Coronary artery disease risk factors in patients with schizophrenia: effects of short term antipsychotic treatment


SARANDÖL A., KIRLI S., AKKAYA C., Ocak N., Eroz E., SARANDÖL E.

JOURNAL OF PSYCHOPHARMACOLOGY, cilt.21, sa.8, ss.857-863, 2007 (SCI-Expanded) identifier identifier identifier

  • Yayın Türü: Makale / Tam Makale
  • Cilt numarası: 21 Sayı: 8
  • Basım Tarihi: 2007
  • Doi Numarası: 10.1177/0269881107077609
  • Dergi Adı: JOURNAL OF PSYCHOPHARMACOLOGY
  • Derginin Tarandığı İndeksler: Science Citation Index Expanded (SCI-EXPANDED), Scopus
  • Sayfa Sayıları: ss.857-863
  • Anahtar Kelimeler: adiponectin, antipsychotic, high sensitive C-reactive protein, homocysteine, leptin, lipoprotein oxidation, paraoxonase, schizophrenia, tumour necrosis factor-alpha, LOW-DENSITY-LIPOPROTEIN, SERUM PARAOXONASE ARYLESTERASE, ISCHEMIC-HEART-DISEASE, NECROSIS-FACTOR-ALPHA, CARDIOVASCULAR-DISEASE, METHYLENETETRAHYDROFOLATE REDUCTASE, ATYPICAL ANTIPSYCHOTICS, INSULIN-RESISTANCE, ADIPONECTIN LEVELS, PROMISING MARKER
  • Bursa Uludağ Üniversitesi Adresli: Evet

Özet

The aim of the present study was to investigate serum paraoxonase/ arylesterase activities and oxidation/ oxidizability of apolipoprotein B- containing lipoproteins and several coronary artery disease risk factors, including homocysteine, high sensitive C- reactive protein, tumour necrosis factor- alpha, leptin and adiponectin in patients with schizophrenia.
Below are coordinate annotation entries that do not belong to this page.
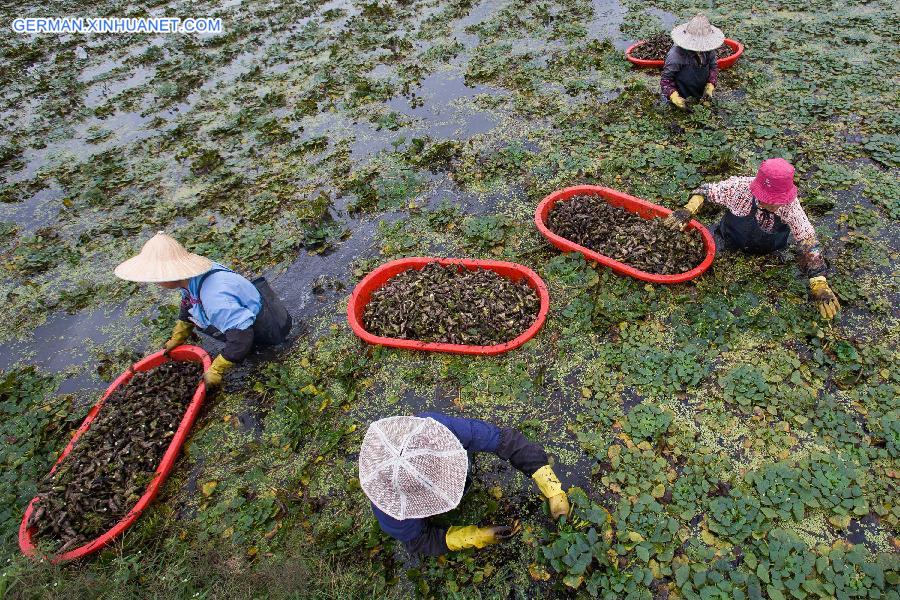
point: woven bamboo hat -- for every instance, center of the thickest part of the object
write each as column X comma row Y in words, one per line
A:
column 412, row 467
column 162, row 259
column 698, row 35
Oxidation of lipoproteins plays an important role in atherogenesis, and the enzyme paraoxonase has been shown to prevent lipoprotein oxidation. Furthermore, low paraoxonase activity has been suggested to predict coronary artery disease. Forty patients who fully met the fourth Diagnostic and Statistical Manual of Mental Disorders criteria for schizophrenia and 35 healthy control subjects were included in the study. Serum paraoxonase/ arylesterase activities were determined spectrophotometrically. Malondialdehyde levels of apolipoprotein B- containing lipoproteins were determined before and after incubation with copper- sulphate, which yielded basal- and Delta- malondialdehyde values, respectively. Homocysteine and highly sensitive C- reactive protein levels were determined using a fluorescence- polarization immunoassay and immunonephelometry, respectively. Leptin and adiponectin levels were measured with radioimmunoassay and tumour necrosis factor-alpha was determined by enzyme linked immunosorbent assay. Serum paraoxonase and arylesterase activities were significantly lower and Delta- malondialdehyde levels were significantly higher in the schizophrenia group compared with the control group. However, there were not any significant differences in other parameters of the study between the study groups. There was a significant increase in body mass index and serum triglyceride and very low density lipoprotein cholesterol levels in the schizophrenic group after 6 weeks of treatment. These parameters were significantly increased in patients treated with atypical antipsychotics but not in patients treated with typic or long acting antipsychotics. The results of the present study suggest that patients with schizophrenia might have increased risk for coronary artery disease related to reduced serum paraoxonase activity and increased oxidizability of apolipoprotein B- containing lipoproteins.